現地時間で2017年12月22日(金)の夜にカリフォルニア州のバンデンバーグ空軍基地から打ち上げられたSpaceXのFalcon 9ロケットは、まるでUFOか某国のミサイル発射実験を思わせる奇妙な模様を夜空に描いたことで話題になりました。その一部始終を撮影したムービーには世にも珍しい現象の模様が収められているほか、自ら地上に帰還できるFalcon 9ロケットならではの光景もクッキリと収められているものもあり、ロケット好き必見の内容となっています。

Here's a Time-Lapse of SpaceX's 'UFO' Rocket Launch

https://petapixel.com/2017/12/26/heres-time-lapse-spacexs-ufo-rocket-launch/

Why did last week's SpaceX launch look so strange? | Popular Science

https://www.popsci.com/spacex-launch-look-strange-alien

SpaceXが打ち上げたFalcon 9ロケットはイリジウム・コミュニケーションズの通信衛星10基を搭載して打ち上げられ、まもなく夜になろうとしていたカリフォルニアの空にひときわまぶしく輝く模様を描き出しました。
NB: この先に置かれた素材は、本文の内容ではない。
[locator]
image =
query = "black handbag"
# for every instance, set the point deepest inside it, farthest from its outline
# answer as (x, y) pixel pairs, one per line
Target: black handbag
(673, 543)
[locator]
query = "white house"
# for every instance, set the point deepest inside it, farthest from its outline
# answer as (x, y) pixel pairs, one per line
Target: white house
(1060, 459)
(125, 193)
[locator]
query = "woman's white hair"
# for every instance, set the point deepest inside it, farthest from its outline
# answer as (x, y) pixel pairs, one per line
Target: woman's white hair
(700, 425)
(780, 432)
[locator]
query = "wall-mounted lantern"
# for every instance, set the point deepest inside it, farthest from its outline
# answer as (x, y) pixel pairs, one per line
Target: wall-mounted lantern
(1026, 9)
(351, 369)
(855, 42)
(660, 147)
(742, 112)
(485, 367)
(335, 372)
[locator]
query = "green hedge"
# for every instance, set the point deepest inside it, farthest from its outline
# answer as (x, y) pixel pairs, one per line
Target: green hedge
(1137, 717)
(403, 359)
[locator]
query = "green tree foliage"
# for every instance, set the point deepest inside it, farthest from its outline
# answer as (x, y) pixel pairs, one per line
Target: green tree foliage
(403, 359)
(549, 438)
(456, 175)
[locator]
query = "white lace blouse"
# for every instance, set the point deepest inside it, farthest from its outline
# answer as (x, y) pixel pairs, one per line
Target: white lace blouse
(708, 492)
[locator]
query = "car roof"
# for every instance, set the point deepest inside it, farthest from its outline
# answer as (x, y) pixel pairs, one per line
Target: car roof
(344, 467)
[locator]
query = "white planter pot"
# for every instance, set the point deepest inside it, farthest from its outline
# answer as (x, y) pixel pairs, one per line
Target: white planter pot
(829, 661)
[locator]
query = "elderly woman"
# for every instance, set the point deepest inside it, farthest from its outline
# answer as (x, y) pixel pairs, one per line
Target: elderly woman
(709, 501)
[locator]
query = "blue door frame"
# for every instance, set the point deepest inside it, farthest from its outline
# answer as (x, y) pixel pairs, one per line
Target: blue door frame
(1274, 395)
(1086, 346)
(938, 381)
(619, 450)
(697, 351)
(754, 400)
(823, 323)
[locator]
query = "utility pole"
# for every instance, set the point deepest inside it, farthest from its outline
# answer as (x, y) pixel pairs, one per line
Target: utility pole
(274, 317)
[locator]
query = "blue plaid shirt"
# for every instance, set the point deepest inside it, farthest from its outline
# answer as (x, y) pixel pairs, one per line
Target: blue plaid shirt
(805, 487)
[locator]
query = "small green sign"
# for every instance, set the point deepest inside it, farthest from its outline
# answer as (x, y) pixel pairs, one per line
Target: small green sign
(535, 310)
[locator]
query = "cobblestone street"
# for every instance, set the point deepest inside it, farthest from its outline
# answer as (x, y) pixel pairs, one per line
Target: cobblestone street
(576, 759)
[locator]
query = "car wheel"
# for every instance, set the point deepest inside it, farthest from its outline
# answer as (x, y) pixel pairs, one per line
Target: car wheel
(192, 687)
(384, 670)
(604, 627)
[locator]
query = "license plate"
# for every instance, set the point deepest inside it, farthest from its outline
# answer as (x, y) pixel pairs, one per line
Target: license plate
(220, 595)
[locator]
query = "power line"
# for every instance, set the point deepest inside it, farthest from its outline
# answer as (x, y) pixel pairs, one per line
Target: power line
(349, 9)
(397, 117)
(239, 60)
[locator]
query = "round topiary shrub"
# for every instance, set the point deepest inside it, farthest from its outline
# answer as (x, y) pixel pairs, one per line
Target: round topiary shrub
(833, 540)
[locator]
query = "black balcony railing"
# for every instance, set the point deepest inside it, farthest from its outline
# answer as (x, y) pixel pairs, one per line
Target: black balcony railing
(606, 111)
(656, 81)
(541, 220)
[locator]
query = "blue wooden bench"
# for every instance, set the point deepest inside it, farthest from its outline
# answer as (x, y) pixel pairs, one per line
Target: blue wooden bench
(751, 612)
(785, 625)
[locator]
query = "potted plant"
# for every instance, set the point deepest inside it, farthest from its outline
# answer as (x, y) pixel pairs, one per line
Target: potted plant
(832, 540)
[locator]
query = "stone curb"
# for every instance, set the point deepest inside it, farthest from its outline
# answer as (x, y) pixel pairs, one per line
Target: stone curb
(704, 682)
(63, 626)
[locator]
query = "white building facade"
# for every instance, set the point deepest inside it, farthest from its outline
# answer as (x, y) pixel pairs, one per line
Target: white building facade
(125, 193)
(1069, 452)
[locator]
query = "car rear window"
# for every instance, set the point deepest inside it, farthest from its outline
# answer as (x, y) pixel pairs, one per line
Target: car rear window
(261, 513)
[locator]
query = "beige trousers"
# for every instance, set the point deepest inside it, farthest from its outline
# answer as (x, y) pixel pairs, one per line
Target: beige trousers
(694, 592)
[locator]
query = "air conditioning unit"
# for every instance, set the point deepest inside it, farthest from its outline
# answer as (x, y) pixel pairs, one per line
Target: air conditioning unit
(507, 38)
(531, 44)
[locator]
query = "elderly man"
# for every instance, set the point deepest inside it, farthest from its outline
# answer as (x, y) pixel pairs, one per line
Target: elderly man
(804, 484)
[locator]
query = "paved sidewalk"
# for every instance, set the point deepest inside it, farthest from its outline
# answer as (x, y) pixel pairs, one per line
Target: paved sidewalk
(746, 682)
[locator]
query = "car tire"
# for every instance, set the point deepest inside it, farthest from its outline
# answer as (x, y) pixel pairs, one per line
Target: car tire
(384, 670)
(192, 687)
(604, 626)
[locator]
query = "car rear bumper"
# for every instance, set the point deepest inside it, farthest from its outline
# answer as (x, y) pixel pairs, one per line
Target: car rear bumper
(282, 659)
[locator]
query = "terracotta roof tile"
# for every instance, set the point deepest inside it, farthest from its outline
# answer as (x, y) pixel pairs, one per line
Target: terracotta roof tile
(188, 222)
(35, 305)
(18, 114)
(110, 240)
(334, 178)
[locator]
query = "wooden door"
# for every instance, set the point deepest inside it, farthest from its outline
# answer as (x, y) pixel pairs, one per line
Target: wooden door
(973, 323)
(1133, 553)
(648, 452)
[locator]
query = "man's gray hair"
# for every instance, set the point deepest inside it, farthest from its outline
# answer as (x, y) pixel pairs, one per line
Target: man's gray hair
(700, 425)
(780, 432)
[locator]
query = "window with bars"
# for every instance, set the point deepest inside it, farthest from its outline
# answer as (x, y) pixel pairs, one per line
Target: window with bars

その様子はイーロン・マスクCEOも把握しており、自身のTwitterアカウントで「北朝鮮からの核宇宙人UFO」とジョークを飛ばしています。





今回の打ち上げで話題になったのが、ロケットが作りだした軌跡の描いた模様でした。その様子を微速度撮影した以下のタイムラプスムービーでは、その模様が変化する様子が美麗に捉えられています。

SpaceX Falcon 9 Rocket Launch Timelapse - YouTube

夕方から夜になろうとするカリフォルニアの空に、白く光るFalcon 9ロケットの軌跡。このムービーを撮影したのは、アリゾナ州在住のカメラマン、ジェシ・ワトソンさんで、4台のカメラと5本のレンズを駆使して一部始終を捉えています。



ムービーでは、大きく広がる白煙のようなものを残しながら地平線のかなたへと飛んで行くFalcon 9ロケットの様子を見ることができます。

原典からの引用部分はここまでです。